One day, something changed. Overnight bitlybot started crawling my website for all the links it had created over the year. Unfortunately for every link it crawl, it also created another link appending more parameters to the query string.
Which it then crawled. Creating another link with more appended query parameters. Ouch.
e.g.
http://www.read-able.com/check.php?uri=http%3A%2F%2Fwww.example.com%2F&utm_source=twitter&utm_medium=retweet
http://www.read-able.com/check.php?uri=http%3A%2F%2Fwww.example.com%2F&utm_source=twitter&utm_medium=retweet&utm_source=twitter&utm_medium=retweet
http://www.read-able.com/check.php?uri=http%3A%2F%2Fwww.example.com%2F&utm_source=twitter&utm_medium=retweet&utm_source=twitter&utm_medium=retweet&utm_source=twitter&utm_medium=retweet
And so on.
What did I do?
Initially I ranted on Twitter.
Then I removed the "tweet this" link to prevent further bit.ly URLs from being created.

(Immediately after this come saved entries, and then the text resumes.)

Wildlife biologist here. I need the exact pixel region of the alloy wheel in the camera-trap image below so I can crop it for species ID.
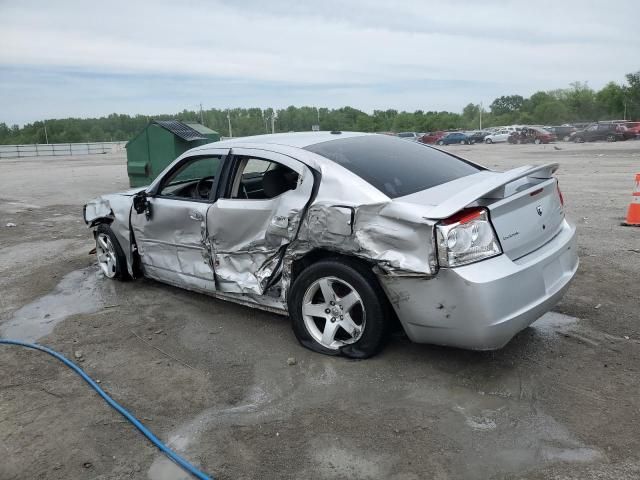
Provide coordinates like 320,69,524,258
302,277,366,350
96,233,117,278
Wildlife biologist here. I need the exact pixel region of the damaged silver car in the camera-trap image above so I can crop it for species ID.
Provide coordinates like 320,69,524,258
84,132,578,358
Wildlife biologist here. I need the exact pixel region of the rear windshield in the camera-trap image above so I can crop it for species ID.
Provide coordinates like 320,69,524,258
305,135,482,198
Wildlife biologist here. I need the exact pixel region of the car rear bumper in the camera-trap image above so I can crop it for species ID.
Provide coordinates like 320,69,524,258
379,220,578,350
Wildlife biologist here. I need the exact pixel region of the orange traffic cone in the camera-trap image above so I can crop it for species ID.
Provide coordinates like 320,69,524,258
623,173,640,227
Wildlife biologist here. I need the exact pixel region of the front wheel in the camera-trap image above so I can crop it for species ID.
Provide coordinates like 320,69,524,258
95,224,128,280
288,259,388,358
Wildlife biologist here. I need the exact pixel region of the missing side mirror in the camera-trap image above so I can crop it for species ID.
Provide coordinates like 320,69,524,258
133,190,151,220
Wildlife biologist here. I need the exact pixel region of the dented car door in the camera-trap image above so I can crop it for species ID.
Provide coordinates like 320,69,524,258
207,148,314,295
131,153,224,292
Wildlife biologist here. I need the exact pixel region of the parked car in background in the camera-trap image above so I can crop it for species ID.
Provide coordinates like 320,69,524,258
484,128,512,143
571,122,635,143
84,132,578,358
467,130,491,143
508,127,556,145
624,122,640,138
398,132,420,140
418,130,447,144
545,125,578,142
436,132,469,145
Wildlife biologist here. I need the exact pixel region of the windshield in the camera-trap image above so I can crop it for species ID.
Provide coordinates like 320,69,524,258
305,135,483,198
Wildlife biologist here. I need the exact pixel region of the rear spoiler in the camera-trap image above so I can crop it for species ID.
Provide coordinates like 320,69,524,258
429,163,559,219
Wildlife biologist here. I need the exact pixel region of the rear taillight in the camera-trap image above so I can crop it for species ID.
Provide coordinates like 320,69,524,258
556,178,564,207
436,208,502,267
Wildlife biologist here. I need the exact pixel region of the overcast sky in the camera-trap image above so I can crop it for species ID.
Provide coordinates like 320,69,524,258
0,0,640,124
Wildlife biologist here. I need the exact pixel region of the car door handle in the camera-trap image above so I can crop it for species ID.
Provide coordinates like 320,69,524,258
189,210,204,222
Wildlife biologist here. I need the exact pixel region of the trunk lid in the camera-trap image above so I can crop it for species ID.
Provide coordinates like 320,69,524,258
482,178,564,260
398,164,564,260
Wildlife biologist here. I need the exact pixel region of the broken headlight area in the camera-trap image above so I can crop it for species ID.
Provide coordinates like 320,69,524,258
436,208,502,267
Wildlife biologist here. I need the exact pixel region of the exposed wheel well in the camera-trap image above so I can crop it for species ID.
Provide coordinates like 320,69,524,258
289,248,402,331
89,217,113,228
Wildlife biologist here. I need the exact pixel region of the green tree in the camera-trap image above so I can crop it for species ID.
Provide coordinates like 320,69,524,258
489,95,524,115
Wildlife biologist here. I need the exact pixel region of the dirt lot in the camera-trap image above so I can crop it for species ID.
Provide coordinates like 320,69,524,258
0,141,640,480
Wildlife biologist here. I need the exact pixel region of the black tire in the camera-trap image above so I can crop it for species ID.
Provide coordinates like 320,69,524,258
96,223,130,281
288,258,390,359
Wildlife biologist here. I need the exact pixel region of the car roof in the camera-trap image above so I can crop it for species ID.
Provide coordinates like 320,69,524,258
202,131,376,148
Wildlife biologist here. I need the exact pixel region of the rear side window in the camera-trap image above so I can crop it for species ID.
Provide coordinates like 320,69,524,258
305,135,482,198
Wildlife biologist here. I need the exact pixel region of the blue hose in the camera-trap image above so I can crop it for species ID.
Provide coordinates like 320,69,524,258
0,338,214,480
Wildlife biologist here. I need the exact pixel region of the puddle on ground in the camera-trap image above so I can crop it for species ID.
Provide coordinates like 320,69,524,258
0,266,115,342
531,312,580,334
147,386,271,480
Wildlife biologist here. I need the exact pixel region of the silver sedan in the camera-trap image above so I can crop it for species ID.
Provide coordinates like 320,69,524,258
84,132,578,358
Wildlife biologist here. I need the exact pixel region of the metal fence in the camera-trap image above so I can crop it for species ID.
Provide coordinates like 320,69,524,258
0,142,127,159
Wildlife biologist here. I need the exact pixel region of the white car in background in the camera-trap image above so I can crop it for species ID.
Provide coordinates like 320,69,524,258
484,128,512,143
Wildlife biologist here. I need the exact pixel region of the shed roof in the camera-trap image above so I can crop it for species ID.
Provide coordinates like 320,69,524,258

This wouldn't stop things for while, but would at least prevent the problem from getting any worse.
Then I edited robots.txt:
# Tell "bitlybot" not to come here at all
User-agent: bitlybot
Disallow: /
This did not work - bitlybot only checks robots.txt once a day, so this would not improve matters instantly.
Then I redirected the traffic to bit.ly:
language="php"]
if ($_SERVER['HTTP_USER_AGENT'] == 'bitlybot')
{
header('Location: http://bit.ly/', true, 301);
}
That slowed it a bit. Admittedly, I was still blaming them at this point.
Then I reached out to @bitly.
They were very responsive. I sent them a detailed email with a section of access logs and they fixed it. Quickly.
They disabled my account, preventing me from causing any further mischief. They stopped bitlybot from it's crawling activity and reported the progress back to me.
Each contact with bit.ly via twitter or email resulted in a positive response — they were very quick to respond and my websites were soon back to their usual somewhat diminutive volume of traffic.
Conclusions
- Bit.ly has excellent support - they are very responsive and my little server was soon back to normal
- Think before you write code that uses other people's APIs - you may not fully understand the consequences of your actions
- My Google Analytics tracking parameters were added with little thought - I really ought to have tried a bit harder to weigh up the implications
- My small VPS does nicely thank you for the limited traffic that it experiences. Given some decent volumes of traffic it will fail.